Learn more about how to find time and space complexity quickly.

Common Pitfalls

1. Off-by-One Error in Random Number Generation

Pitfall: Using random.randint(0, self.prefix_sums[-1]) instead of random.randint(1, self.prefix_sums[-1]).

When you include 0 in the random range, it creates an edge case where no index would be selected properly since all prefix sums are greater than or equal to their first non-zero value. This breaks the probability distribution.

Incorrect:

# This can generate 0, which doesn't map correctly to any index
target = random.randint(0, self.prefix_sums[-1])

Correct:

# Start from 1 to ensure proper mapping
target = random.randint(1, self.prefix_sums[-1])

2. Wrong Binary Search Bounds

Pitfall: Starting binary search from index 0 instead of index 1.

Since prefix_sums[0] = 0 is just a placeholder and doesn't correspond to any actual weight range, including it in the binary search can lead to incorrect results.

Incorrect:

left, right = 0, len(self.prefix_sums) - 1  # Includes the placeholder 0

Correct:

left, right = 1, len(self.prefix_sums) - 1  # Skip the placeholder

3. Incorrect Binary Search Implementation

Pitfall: Using left = mid instead of left = mid + 1 when self.prefix_sums[mid] < target.

This can cause an infinite loop when left and right differ by 1, as mid would equal left and the bounds wouldn't change.

Incorrect:

if self.prefix_sums[mid] >= target:
    right = mid
else:
    left = mid  # Can cause infinite loop!

Correct:

if self.prefix_sums[mid] >= target:
    right = mid
else:
    left = mid + 1  # Always move left pointer forward

4. Using bisect Incorrectly

Alternative Pitfall: If using Python's bisect module, using bisect_left instead of bisect_right.

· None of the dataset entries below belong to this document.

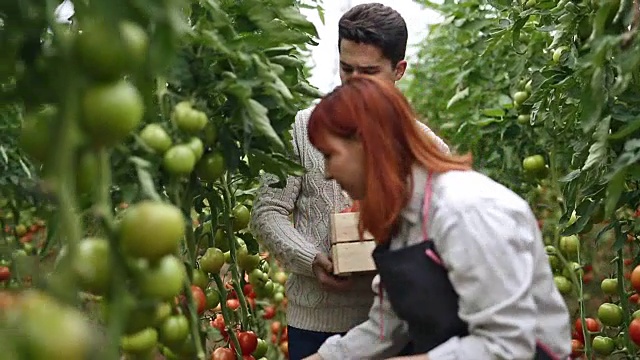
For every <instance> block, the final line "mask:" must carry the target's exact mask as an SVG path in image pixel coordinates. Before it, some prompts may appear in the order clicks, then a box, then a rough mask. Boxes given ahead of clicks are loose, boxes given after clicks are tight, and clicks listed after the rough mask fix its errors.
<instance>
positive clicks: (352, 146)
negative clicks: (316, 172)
mask: <svg viewBox="0 0 640 360" xmlns="http://www.w3.org/2000/svg"><path fill="white" fill-rule="evenodd" d="M326 136H327V139H326V144H325V145H326V146H325V149H323V153H324V171H325V177H326V178H327V179H333V180H335V181H336V182H338V184H340V187H341V188H342V189H343V190H344V191H346V192H347V193H348V194H349V196H350V197H351V198H352V199H353V200H362V198H363V197H364V194H365V170H364V168H365V167H364V151H363V147H362V143H361V142H360V141H359V140H355V139H344V138H341V137H338V136H336V135H333V134H327V135H326Z"/></svg>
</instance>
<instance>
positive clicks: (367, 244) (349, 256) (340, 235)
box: [329, 212, 376, 275]
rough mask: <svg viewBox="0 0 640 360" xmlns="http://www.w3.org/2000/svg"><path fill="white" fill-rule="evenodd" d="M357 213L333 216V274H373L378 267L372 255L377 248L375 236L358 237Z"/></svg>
mask: <svg viewBox="0 0 640 360" xmlns="http://www.w3.org/2000/svg"><path fill="white" fill-rule="evenodd" d="M358 216H359V214H358V213H357V212H351V213H339V214H331V219H330V224H329V225H330V227H331V258H332V259H333V273H334V274H335V275H346V274H350V273H355V272H372V271H375V269H376V266H375V263H374V262H373V257H372V256H371V253H372V252H373V249H374V248H375V246H376V245H375V243H374V241H373V236H372V235H371V234H370V233H369V232H365V233H364V236H363V237H364V239H363V240H362V241H361V240H360V237H359V236H358Z"/></svg>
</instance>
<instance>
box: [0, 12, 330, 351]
mask: <svg viewBox="0 0 640 360" xmlns="http://www.w3.org/2000/svg"><path fill="white" fill-rule="evenodd" d="M74 6H75V14H74V16H73V18H71V20H70V21H69V23H66V22H62V23H61V22H57V21H55V16H54V14H53V10H54V8H53V7H52V6H51V4H44V3H39V2H35V1H31V0H28V1H26V2H22V3H20V4H18V3H15V2H14V3H2V5H0V30H1V31H0V47H2V49H3V55H2V57H0V94H1V96H0V98H1V99H2V100H0V128H1V129H2V131H0V140H1V141H2V146H0V169H2V173H1V175H0V199H2V200H1V201H0V226H1V228H2V229H1V230H3V231H2V235H1V236H0V249H2V252H1V253H0V261H1V263H0V299H2V300H1V301H0V331H2V333H3V334H8V335H7V336H3V338H2V339H0V348H2V349H3V351H5V349H6V354H8V356H9V357H10V358H16V359H24V358H29V359H43V358H46V357H50V356H51V354H57V355H56V356H60V357H65V358H72V359H76V358H87V357H88V356H89V357H92V358H105V359H117V358H122V357H123V356H124V357H126V358H130V357H135V358H137V357H143V358H144V357H151V356H154V355H158V354H162V355H164V356H165V357H167V358H176V357H177V358H189V359H206V358H211V357H213V358H216V356H226V358H235V359H252V358H254V355H252V353H255V354H256V355H260V357H263V356H264V357H268V358H269V359H278V358H282V357H283V356H285V351H284V350H282V349H285V348H284V347H283V346H284V345H282V344H284V343H285V342H286V336H283V337H282V336H281V337H282V338H283V339H284V340H282V341H281V342H280V343H278V344H273V345H269V346H266V344H267V342H266V341H265V340H264V339H268V338H269V337H270V336H271V335H272V332H270V331H269V329H270V323H271V322H272V321H279V322H282V323H285V321H286V319H284V317H283V311H284V308H285V307H286V298H285V296H284V287H283V286H282V284H281V283H280V282H278V281H274V280H272V278H273V276H274V275H275V274H278V278H282V274H283V273H282V269H281V268H280V267H279V266H278V264H277V262H276V261H275V259H272V258H271V257H270V256H269V254H267V253H265V252H264V250H263V249H262V247H261V244H260V243H259V242H258V240H257V239H255V238H254V237H253V236H252V234H251V233H250V232H249V231H248V228H247V227H248V222H249V219H250V213H251V208H252V202H253V196H254V193H255V189H256V187H257V185H258V182H259V177H260V176H261V175H262V174H263V173H264V172H269V173H273V174H275V175H276V176H277V177H278V178H279V180H280V183H279V184H275V185H276V186H280V185H282V184H283V183H284V180H286V178H287V176H289V175H290V174H297V175H301V174H302V173H303V169H302V168H301V166H300V165H299V164H298V163H297V162H296V161H294V160H293V156H292V155H293V149H292V148H291V141H290V140H291V137H290V136H291V134H290V133H289V129H290V127H291V125H292V123H293V121H294V117H295V114H296V112H297V111H298V110H300V109H303V108H305V107H307V106H308V105H309V104H310V101H311V100H312V99H313V98H317V97H318V96H320V95H321V93H320V92H319V91H318V90H317V89H315V88H313V87H312V86H310V85H309V83H308V82H307V81H306V80H305V77H306V75H307V74H306V72H307V70H308V69H307V68H306V67H305V62H304V57H305V56H306V52H305V50H306V48H307V46H309V45H314V44H316V43H315V38H317V33H316V29H315V27H314V25H313V24H312V23H311V22H309V21H308V20H307V19H306V18H305V17H304V16H303V15H302V14H301V13H300V7H301V6H305V7H312V8H314V7H315V8H317V9H318V11H322V9H321V8H320V7H319V6H318V4H317V3H316V2H315V1H307V2H305V3H304V4H302V3H300V2H299V1H294V0H291V1H289V0H287V1H275V0H268V1H267V2H266V3H265V1H262V0H260V1H258V0H248V1H242V2H228V1H217V0H214V1H207V2H199V1H192V0H176V1H169V2H160V3H159V2H156V1H150V0H142V1H138V2H135V4H134V3H132V2H129V1H125V0H115V2H114V1H104V0H92V1H89V2H74ZM256 14H261V15H260V16H257V15H256ZM5 250H6V251H5ZM254 270H257V271H260V273H259V274H258V273H256V274H255V275H254V276H253V277H252V276H250V275H249V274H251V273H252V271H254ZM256 275H259V276H258V277H256ZM250 280H259V281H250ZM245 289H248V290H247V291H246V292H245V291H244V290H245ZM14 292H15V294H16V295H14ZM16 299H17V300H16ZM38 308H45V309H53V311H54V313H53V314H49V315H44V314H43V313H42V311H41V310H37V309H38ZM5 309H9V310H11V311H12V315H11V316H10V317H7V316H5V315H6V314H7V313H8V312H7V311H5ZM16 309H18V310H19V311H16ZM266 312H268V313H269V314H268V315H269V316H264V315H265V313H266ZM45 317H46V318H47V319H48V320H47V324H46V326H42V323H41V322H40V326H39V327H38V323H39V319H40V320H41V319H42V318H45ZM87 317H88V318H91V320H95V321H91V322H89V321H90V320H89V319H87ZM6 318H11V323H8V322H5V321H3V320H5V319H6ZM267 318H268V319H267ZM96 327H97V328H99V330H100V331H94V330H96V329H94V328H96ZM47 333H50V335H49V336H47V335H46V334H47ZM97 333H104V336H98V335H97ZM25 334H29V336H25ZM280 335H282V334H279V335H278V336H280ZM25 339H26V340H25ZM95 339H100V340H99V341H94V340H95ZM88 354H91V355H88Z"/></svg>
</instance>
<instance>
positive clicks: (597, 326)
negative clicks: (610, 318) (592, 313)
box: [575, 318, 600, 334]
mask: <svg viewBox="0 0 640 360" xmlns="http://www.w3.org/2000/svg"><path fill="white" fill-rule="evenodd" d="M584 322H585V323H586V325H587V330H588V331H589V332H598V331H600V324H598V322H597V321H596V320H595V319H593V318H585V319H584ZM575 329H576V332H577V333H578V334H582V321H581V320H580V319H577V320H576V324H575Z"/></svg>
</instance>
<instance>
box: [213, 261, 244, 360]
mask: <svg viewBox="0 0 640 360" xmlns="http://www.w3.org/2000/svg"><path fill="white" fill-rule="evenodd" d="M211 276H212V277H213V281H215V283H216V286H217V287H218V291H219V292H220V309H221V310H222V317H223V318H224V323H225V326H226V327H227V333H228V335H229V338H230V339H231V342H233V344H234V347H235V348H236V356H237V357H238V359H239V360H242V349H240V343H239V342H238V337H236V333H235V331H234V329H233V327H232V326H231V322H232V316H231V313H229V309H228V308H227V303H226V299H227V290H226V289H225V287H224V283H223V282H222V278H221V277H220V275H219V274H211Z"/></svg>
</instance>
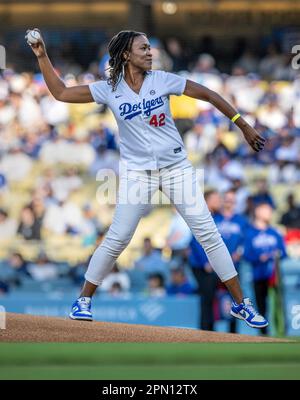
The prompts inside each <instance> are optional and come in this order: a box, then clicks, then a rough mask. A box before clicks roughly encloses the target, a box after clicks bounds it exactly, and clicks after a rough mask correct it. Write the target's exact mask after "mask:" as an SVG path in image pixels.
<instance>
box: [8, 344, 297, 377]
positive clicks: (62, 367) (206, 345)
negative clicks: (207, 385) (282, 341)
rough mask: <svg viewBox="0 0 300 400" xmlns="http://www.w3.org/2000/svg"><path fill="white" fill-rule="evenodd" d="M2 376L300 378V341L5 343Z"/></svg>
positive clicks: (72, 376) (14, 376)
mask: <svg viewBox="0 0 300 400" xmlns="http://www.w3.org/2000/svg"><path fill="white" fill-rule="evenodd" d="M0 379H97V380H101V379H104V380H107V379H147V380H149V379H276V380H278V379H300V343H283V344H274V343H262V344H254V343H253V344H250V343H249V344H244V343H235V344H233V343H228V344H227V343H222V344H221V343H220V344H213V343H211V344H196V343H190V344H188V343H186V344H175V343H170V344H165V343H107V344H106V343H88V344H83V343H37V344H34V343H24V344H22V343H0Z"/></svg>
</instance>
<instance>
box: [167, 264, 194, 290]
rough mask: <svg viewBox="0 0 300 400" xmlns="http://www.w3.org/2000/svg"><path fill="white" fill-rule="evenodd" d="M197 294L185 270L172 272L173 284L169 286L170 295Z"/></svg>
mask: <svg viewBox="0 0 300 400" xmlns="http://www.w3.org/2000/svg"><path fill="white" fill-rule="evenodd" d="M194 292H195V290H194V288H193V286H192V285H191V284H190V283H189V281H188V280H187V277H186V275H185V273H184V270H183V268H176V269H173V270H172V271H171V282H170V284H169V285H167V294H168V295H177V296H186V295H190V294H193V293H194Z"/></svg>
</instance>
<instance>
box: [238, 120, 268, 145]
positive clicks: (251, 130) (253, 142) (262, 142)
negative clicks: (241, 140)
mask: <svg viewBox="0 0 300 400" xmlns="http://www.w3.org/2000/svg"><path fill="white" fill-rule="evenodd" d="M241 129H242V132H243V134H244V137H245V139H246V141H247V142H248V144H249V145H250V146H251V147H252V149H253V150H254V151H256V152H259V151H260V150H263V148H264V145H265V142H266V139H265V138H263V137H262V136H260V134H259V133H258V132H257V131H256V130H255V129H254V128H252V126H250V125H246V126H245V127H243V128H241Z"/></svg>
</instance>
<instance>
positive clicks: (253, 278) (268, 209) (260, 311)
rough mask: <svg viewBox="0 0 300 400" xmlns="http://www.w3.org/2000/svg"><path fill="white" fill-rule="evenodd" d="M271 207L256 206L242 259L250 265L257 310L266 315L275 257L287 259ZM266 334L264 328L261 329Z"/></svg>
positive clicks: (246, 241) (286, 255)
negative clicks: (253, 215) (267, 300)
mask: <svg viewBox="0 0 300 400" xmlns="http://www.w3.org/2000/svg"><path fill="white" fill-rule="evenodd" d="M272 211H273V209H272V207H271V205H270V204H269V203H261V204H258V205H257V206H256V208H255V211H254V223H253V225H251V226H250V227H249V229H248V230H247V233H246V237H245V249H244V257H245V259H246V260H247V261H249V262H250V264H251V265H252V270H253V281H254V290H255V297H256V303H257V308H258V311H259V312H260V313H262V314H263V315H265V314H266V309H267V297H268V288H269V282H270V279H271V278H272V276H273V274H274V271H275V261H276V259H277V257H279V258H284V257H287V253H286V249H285V245H284V241H283V238H282V236H281V235H280V234H279V233H278V232H277V230H275V229H274V228H273V227H272V226H271V225H270V223H271V219H272ZM262 333H263V334H266V333H267V330H266V328H263V329H262Z"/></svg>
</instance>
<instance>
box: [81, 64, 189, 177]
mask: <svg viewBox="0 0 300 400" xmlns="http://www.w3.org/2000/svg"><path fill="white" fill-rule="evenodd" d="M185 85H186V79H185V78H183V77H181V76H178V75H176V74H173V73H169V72H164V71H149V72H148V73H147V75H146V76H145V78H144V82H143V84H142V87H141V89H140V92H139V93H135V92H134V91H133V90H132V89H131V88H130V87H129V86H128V84H127V83H126V81H125V80H124V79H123V78H122V79H121V81H120V82H119V84H118V85H117V89H116V90H115V91H114V92H113V91H112V87H111V85H109V84H108V83H107V81H98V82H94V83H91V84H90V85H89V87H90V91H91V94H92V96H93V98H94V100H95V102H96V103H98V104H107V105H108V107H109V108H110V109H111V110H112V112H113V114H114V116H115V118H116V121H117V124H118V129H119V137H120V156H121V160H123V161H125V162H126V165H127V168H129V169H133V170H156V169H159V168H163V167H166V166H168V165H170V164H174V163H176V162H178V161H181V160H182V159H184V158H186V151H185V149H184V144H183V141H182V138H181V136H180V134H179V132H178V130H177V128H176V126H175V123H174V120H173V118H172V116H171V112H170V105H169V96H170V95H177V96H180V95H182V93H183V92H184V89H185Z"/></svg>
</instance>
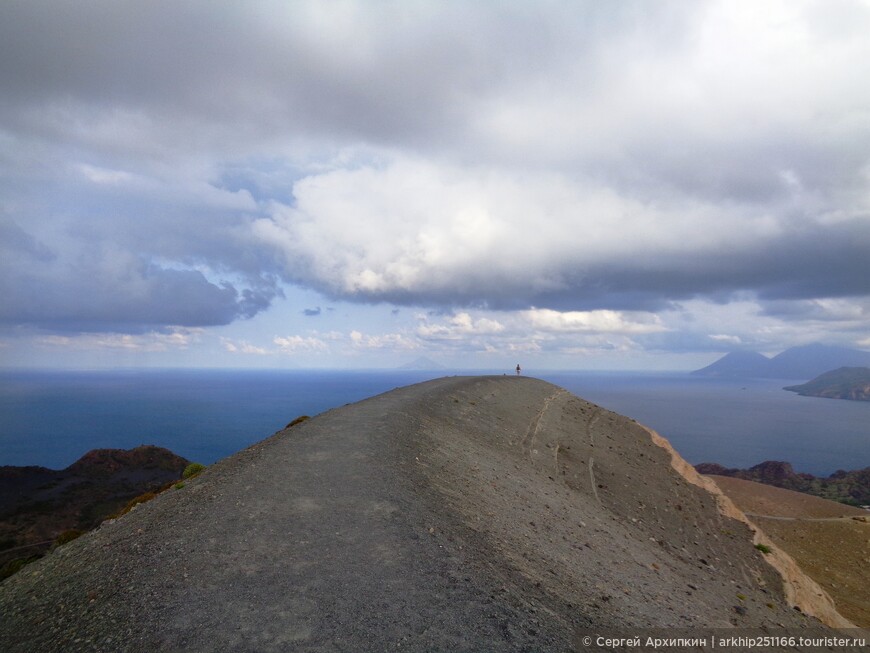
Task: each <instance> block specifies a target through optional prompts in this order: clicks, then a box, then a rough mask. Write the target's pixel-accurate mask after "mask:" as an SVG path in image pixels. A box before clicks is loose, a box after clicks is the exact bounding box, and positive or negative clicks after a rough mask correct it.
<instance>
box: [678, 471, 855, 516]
mask: <svg viewBox="0 0 870 653" xmlns="http://www.w3.org/2000/svg"><path fill="white" fill-rule="evenodd" d="M695 469H696V470H697V471H698V473H700V474H707V475H715V476H731V477H733V478H742V479H744V480H746V481H755V482H757V483H764V484H766V485H773V486H775V487H781V488H784V489H786V490H795V491H796V492H804V493H806V494H812V495H814V496H817V497H822V498H823V499H830V500H832V501H839V502H840V503H845V504H848V505H851V506H866V505H870V467H865V468H864V469H859V470H856V471H852V472H846V471H843V470H838V471H836V472H834V473H833V474H831V475H830V476H828V477H827V478H819V477H816V476H813V475H812V474H802V473H799V472H796V471H794V468H793V467H792V466H791V464H789V463H786V462H781V461H777V460H766V461H764V462H763V463H759V464H758V465H755V466H754V467H750V468H749V469H735V468H726V467H723V466H722V465H718V464H716V463H701V464H700V465H695Z"/></svg>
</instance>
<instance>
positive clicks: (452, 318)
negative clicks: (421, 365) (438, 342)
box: [417, 313, 505, 340]
mask: <svg viewBox="0 0 870 653" xmlns="http://www.w3.org/2000/svg"><path fill="white" fill-rule="evenodd" d="M418 319H419V321H420V324H419V326H418V327H417V335H418V336H420V337H421V338H424V339H426V340H459V339H462V338H466V337H468V336H471V335H478V336H479V335H494V334H497V333H502V332H503V331H504V330H505V326H504V325H503V324H502V323H501V322H499V321H498V320H494V319H491V318H486V317H478V318H476V319H475V318H473V317H472V316H471V315H470V314H468V313H457V314H456V315H454V316H452V317H451V318H450V319H449V320H447V322H446V323H440V324H438V323H436V324H432V323H430V322H429V321H428V319H427V318H426V317H425V316H421V317H419V318H418Z"/></svg>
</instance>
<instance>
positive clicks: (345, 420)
mask: <svg viewBox="0 0 870 653" xmlns="http://www.w3.org/2000/svg"><path fill="white" fill-rule="evenodd" d="M289 417H293V416H288V418H289ZM0 615H2V619H0V650H3V651H9V652H10V653H11V652H15V651H37V650H38V651H71V650H75V651H146V650H147V651H181V650H184V651H386V650H406V651H434V650H437V651H470V650H487V651H566V650H571V649H572V648H574V647H576V646H577V641H578V633H581V632H585V629H590V628H598V629H611V630H612V629H618V628H622V629H624V628H627V627H631V628H635V629H637V628H651V627H657V628H671V629H683V630H684V631H685V630H686V629H689V630H691V629H702V628H733V627H741V628H756V629H762V630H769V631H771V632H773V631H776V630H779V631H781V630H782V629H783V628H787V629H791V630H793V631H794V630H795V629H801V630H804V629H807V628H821V625H820V623H819V622H817V621H816V620H815V619H813V618H811V617H808V616H806V615H804V614H802V613H800V612H798V611H796V610H794V609H793V608H792V606H790V605H788V604H787V602H786V601H785V599H784V594H783V586H782V578H781V577H780V576H779V575H778V574H777V573H776V572H775V571H774V569H773V568H772V567H771V566H770V565H769V564H767V562H766V561H765V560H764V557H763V555H762V554H761V553H760V552H759V551H758V550H756V549H755V548H754V547H753V544H752V533H751V532H750V530H749V528H748V527H747V526H746V525H745V524H743V523H741V522H739V521H736V520H734V519H731V518H729V517H726V516H725V515H723V514H722V513H721V512H720V509H719V506H718V503H717V498H716V497H715V496H713V495H711V494H710V493H709V492H706V491H705V490H702V489H701V488H699V487H696V486H695V485H692V484H691V483H688V482H686V480H685V479H684V478H683V477H682V476H681V475H680V474H679V473H677V472H676V471H675V469H674V468H673V466H672V465H671V457H670V453H669V452H668V451H667V450H666V449H663V448H662V447H661V446H658V445H657V444H655V443H654V442H653V440H652V438H651V437H650V434H649V432H648V431H647V430H646V429H645V428H643V427H642V426H640V425H638V424H636V423H635V422H634V421H633V420H630V419H628V418H625V417H622V416H620V415H617V414H615V413H611V412H609V411H606V410H604V409H602V408H600V407H598V406H595V405H593V404H590V403H588V402H585V401H583V400H582V399H579V398H577V397H575V396H573V395H571V394H570V393H568V392H566V391H565V390H562V389H560V388H557V387H556V386H553V385H551V384H549V383H545V382H543V381H538V380H535V379H529V378H517V377H451V378H444V379H437V380H434V381H429V382H426V383H422V384H418V385H414V386H408V387H405V388H400V389H397V390H394V391H392V392H389V393H385V394H383V395H379V396H377V397H373V398H371V399H367V400H365V401H362V402H359V403H356V404H352V405H348V406H344V407H341V408H337V409H334V410H331V411H328V412H326V413H323V414H322V415H319V416H317V417H314V418H312V419H309V420H307V421H304V422H302V423H300V424H298V425H295V426H293V427H292V428H288V429H285V430H284V431H281V432H279V433H277V434H276V435H274V436H272V437H271V438H269V439H266V440H264V441H262V442H260V443H258V444H256V445H254V446H252V447H250V448H248V449H246V450H244V451H242V452H240V453H238V454H236V455H234V456H231V457H229V458H227V459H225V460H223V461H221V462H219V463H217V464H215V465H214V466H212V467H211V468H209V469H207V470H206V471H205V472H204V473H203V474H202V475H201V476H200V477H198V478H197V479H195V480H193V481H192V482H190V483H188V484H187V486H186V487H185V488H183V489H180V490H171V491H168V492H166V493H164V494H162V495H161V496H159V497H158V498H156V499H155V500H153V501H151V502H149V503H147V504H143V505H141V506H139V507H138V508H137V509H135V510H134V511H132V512H131V513H129V514H128V515H125V516H124V517H122V518H120V519H118V520H115V521H113V522H107V523H105V524H104V525H103V526H102V527H100V528H99V529H98V530H96V531H94V532H92V533H90V534H88V535H86V536H83V537H82V538H80V539H79V540H76V541H75V542H72V543H70V544H69V545H66V546H64V547H61V548H60V549H58V550H57V551H56V552H55V553H53V554H51V555H50V556H47V557H46V558H44V559H43V560H40V561H39V562H37V563H34V564H33V565H30V566H28V567H27V568H25V569H24V570H23V571H21V572H19V573H18V574H16V575H15V576H13V577H11V578H9V579H8V580H7V581H5V582H3V583H2V584H0ZM675 632H676V631H675Z"/></svg>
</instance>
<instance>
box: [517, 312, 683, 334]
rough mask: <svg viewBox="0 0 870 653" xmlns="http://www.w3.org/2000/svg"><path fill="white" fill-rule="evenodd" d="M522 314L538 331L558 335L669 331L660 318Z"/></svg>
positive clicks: (588, 314) (590, 315) (619, 314)
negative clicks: (551, 333)
mask: <svg viewBox="0 0 870 653" xmlns="http://www.w3.org/2000/svg"><path fill="white" fill-rule="evenodd" d="M521 315H522V316H523V317H524V318H525V319H526V320H528V322H529V324H531V326H532V327H533V328H535V329H538V330H540V331H544V332H556V333H620V334H644V333H659V332H661V331H666V330H667V327H665V326H664V325H663V324H662V322H661V320H660V319H659V317H658V316H657V315H653V314H649V313H624V312H621V311H608V310H598V311H568V312H559V311H553V310H550V309H541V308H534V309H531V310H528V311H523V312H522V313H521Z"/></svg>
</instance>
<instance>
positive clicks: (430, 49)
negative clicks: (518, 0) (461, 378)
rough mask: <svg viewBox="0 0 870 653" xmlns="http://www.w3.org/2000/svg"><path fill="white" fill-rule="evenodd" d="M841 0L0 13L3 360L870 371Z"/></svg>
mask: <svg viewBox="0 0 870 653" xmlns="http://www.w3.org/2000/svg"><path fill="white" fill-rule="evenodd" d="M868 34H870V1H868V0H818V1H812V0H783V1H782V2H780V1H774V0H761V1H758V2H734V1H733V0H725V1H717V0H698V1H695V0H692V1H691V2H690V1H685V0H674V1H668V0H662V1H661V2H647V1H644V0H622V1H617V2H600V1H594V2H589V1H586V2H584V1H582V0H571V1H565V2H560V1H556V0H552V1H551V0H543V1H541V0H536V1H535V2H510V1H507V2H482V1H480V2H478V1H472V0H465V1H462V2H458V1H451V0H446V1H438V2H435V1H434V0H433V1H427V0H396V1H390V0H361V1H354V0H337V1H335V2H323V1H320V0H317V1H311V2H308V1H305V0H300V1H293V2H284V1H277V0H246V1H245V2H229V1H214V0H202V1H190V0H171V1H168V0H167V1H164V0H150V1H149V2H140V1H138V0H136V1H127V0H103V1H86V0H81V1H70V2H62V3H61V2H56V0H50V1H44V0H5V1H4V2H3V3H0V297H2V300H0V367H48V368H64V367H76V368H91V367H97V368H101V367H154V366H156V367H166V366H182V367H185V366H189V367H245V368H251V367H268V368H320V367H331V368H372V367H387V368H389V367H395V366H398V365H401V364H403V363H407V362H409V361H412V360H415V359H417V358H419V357H427V358H429V359H431V360H433V361H435V362H437V363H439V364H441V365H444V366H446V367H453V368H478V369H483V368H486V369H502V368H504V369H510V368H511V367H513V366H515V365H516V364H517V363H518V362H519V363H522V364H523V365H524V367H525V368H526V369H529V368H532V369H534V368H547V369H639V370H642V369H650V370H662V369H692V368H695V367H700V366H702V365H706V364H708V363H710V362H712V361H713V360H715V359H716V358H718V357H720V356H721V355H723V354H724V353H726V352H728V351H732V350H735V349H752V350H757V351H761V352H765V353H777V352H779V351H782V350H784V349H786V348H788V347H791V346H795V345H801V344H807V343H810V342H824V343H827V344H837V345H845V346H851V347H857V348H865V349H868V348H870V84H868V83H867V80H868V79H870V39H868V37H867V35H868Z"/></svg>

Since we want to find the smallest index where the prefix sum is greater than or equal to our target, we need the right behavior.

Incorrect:

import bisect
index = bisect.bisect_left(self.prefix_sums, target)
return index - 1  # May return wrong index for boundary cases

Correct:

import bisect
# bisect_right finds insertion point after any existing entries of target
index = bisect.bisect_left(self.prefix_sums, target + 1) 
# Or use bisect_right with target directly
index = bisect.bisect_right(self.prefix_sums, target)
return index - 1

5. Handling Edge Cases

Pitfall: Not considering arrays with single elements or zero weights.

While the problem states weights are positive integers, defensive programming suggests validating inputs:

Enhanced initialization:

def __init__(self, w: List[int]):
    if not w or not all(weight > 0 for weight in w):
        raise ValueError("Weights must be positive integers")
  
    self.prefix_sums = [0]
    for weight in w:
        self.prefix_sums.append(self.prefix_sums[-1] + weight)